Thursday, February 16, 2012

Why

Why has been floating around in my head for awhile--why am I doing this? Am I trying to prove something? A lot of people have said to me, "there is nothing wrong with makeup, it makes me feel good to pull myself together."

Me too. I love make up. I love how I can pretend to be an artist, with the different colors and options. I can be anyone that I want to be depending on my mood. It's fun, it can be sexy, and make me feel like I stand out.

But that's not the point. The point is (for me at least) is the feeling of letting go. I have been dealing with some of the same issues for so many years now yet have been approaching them in the same way year after year. That's just silly and the issues weren't being dealt with. So what happens if you take away the beloved, trusty mascara. You know the scary answer? I like it. I love the freedom of no makeup. I love that this is my face, I love the extra time, the feel of just being clean, fresh and me. It is so strangely liberating.

I've heard from a lot of people--well, I've never worn makeup so this is easy for me. Again, not the point. The point is taking yourself out of your comfort circle. Maybe your comfort circle is makeup, maybe it's texting rather than face to face or calling. Comfort circles come in many different forms. You may have never worn a stitch of makeup in your life however the thought of picking up the phone and calling someone picks up your pulse a little. Or perhaps telling a friend how you really feel sends you running for cover. The point is doing the thing that you think would be so hard to do. For me it was looking someone in the eye without having any make up on.

Take it from me--when you finally face one of those insecurities head on it's an incredible accomplishment.

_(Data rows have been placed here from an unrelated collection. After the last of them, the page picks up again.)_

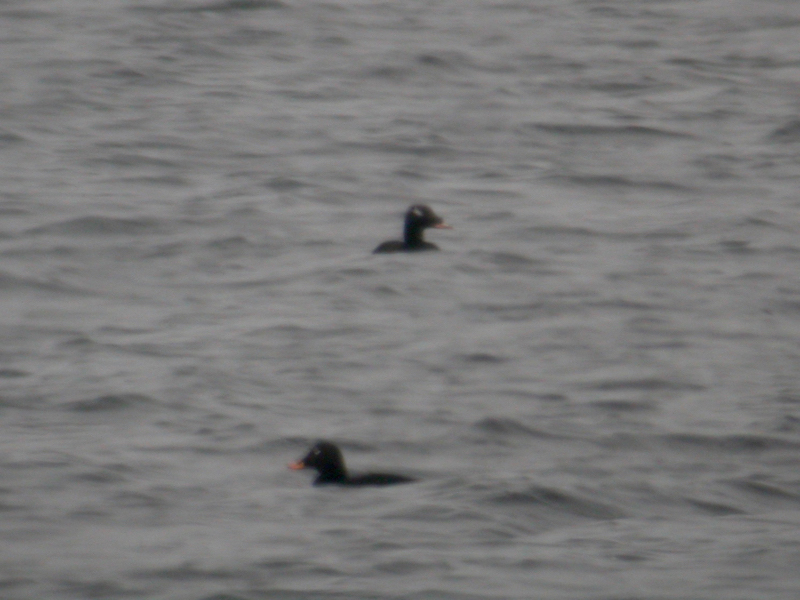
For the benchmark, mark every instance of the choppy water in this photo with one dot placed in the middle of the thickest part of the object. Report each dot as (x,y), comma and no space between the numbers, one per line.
(596,380)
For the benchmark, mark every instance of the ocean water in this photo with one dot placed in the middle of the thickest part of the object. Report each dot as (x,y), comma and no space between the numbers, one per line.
(595,381)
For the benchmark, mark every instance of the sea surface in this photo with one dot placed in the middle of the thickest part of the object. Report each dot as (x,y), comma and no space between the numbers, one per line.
(596,381)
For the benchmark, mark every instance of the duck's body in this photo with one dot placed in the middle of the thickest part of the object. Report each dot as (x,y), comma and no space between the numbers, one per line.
(418,218)
(327,460)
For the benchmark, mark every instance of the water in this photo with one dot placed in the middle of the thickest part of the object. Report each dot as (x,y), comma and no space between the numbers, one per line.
(595,380)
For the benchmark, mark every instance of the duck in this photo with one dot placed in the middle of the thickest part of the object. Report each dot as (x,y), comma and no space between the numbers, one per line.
(326,458)
(419,217)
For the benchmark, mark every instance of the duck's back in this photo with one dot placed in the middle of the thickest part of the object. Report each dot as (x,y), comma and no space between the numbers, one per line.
(398,246)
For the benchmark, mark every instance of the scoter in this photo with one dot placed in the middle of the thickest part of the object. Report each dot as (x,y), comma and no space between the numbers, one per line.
(418,218)
(327,459)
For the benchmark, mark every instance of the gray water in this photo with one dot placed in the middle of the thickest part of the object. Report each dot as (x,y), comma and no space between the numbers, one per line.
(596,381)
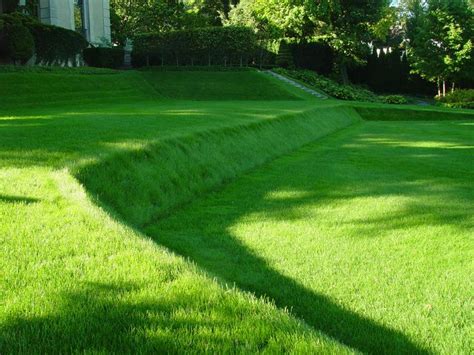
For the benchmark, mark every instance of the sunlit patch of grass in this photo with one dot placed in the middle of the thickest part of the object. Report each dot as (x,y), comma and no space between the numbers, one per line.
(358,243)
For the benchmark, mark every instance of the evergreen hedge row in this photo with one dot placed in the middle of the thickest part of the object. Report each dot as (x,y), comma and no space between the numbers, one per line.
(227,46)
(52,45)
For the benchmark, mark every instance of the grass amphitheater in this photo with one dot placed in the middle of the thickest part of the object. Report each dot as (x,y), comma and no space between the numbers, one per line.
(229,212)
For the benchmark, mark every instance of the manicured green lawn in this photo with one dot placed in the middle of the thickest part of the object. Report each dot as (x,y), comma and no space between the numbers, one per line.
(366,235)
(361,241)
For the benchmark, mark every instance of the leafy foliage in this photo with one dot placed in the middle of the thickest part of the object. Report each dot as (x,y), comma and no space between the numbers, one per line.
(53,45)
(102,57)
(131,17)
(394,99)
(330,87)
(284,58)
(440,39)
(200,46)
(17,39)
(458,99)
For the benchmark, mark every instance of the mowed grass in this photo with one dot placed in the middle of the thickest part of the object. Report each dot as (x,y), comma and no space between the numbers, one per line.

Okay, I've been concluding my blogs with a woman I think is beautiful. This time I would like to talk about my sister Alyson. Smart, organized, super Aunt, runner, biker, "green" renegade, artist, friend that anyone would love to have...the list goes on. She has been a force in my life and someone that I have looked up to, tried to emulate for 30 years now. This girl was with me when I finished my first half marathon, the reason I got through calculus and the person who can make me smile (and laugh uncontrollably in the most uncomfortable times).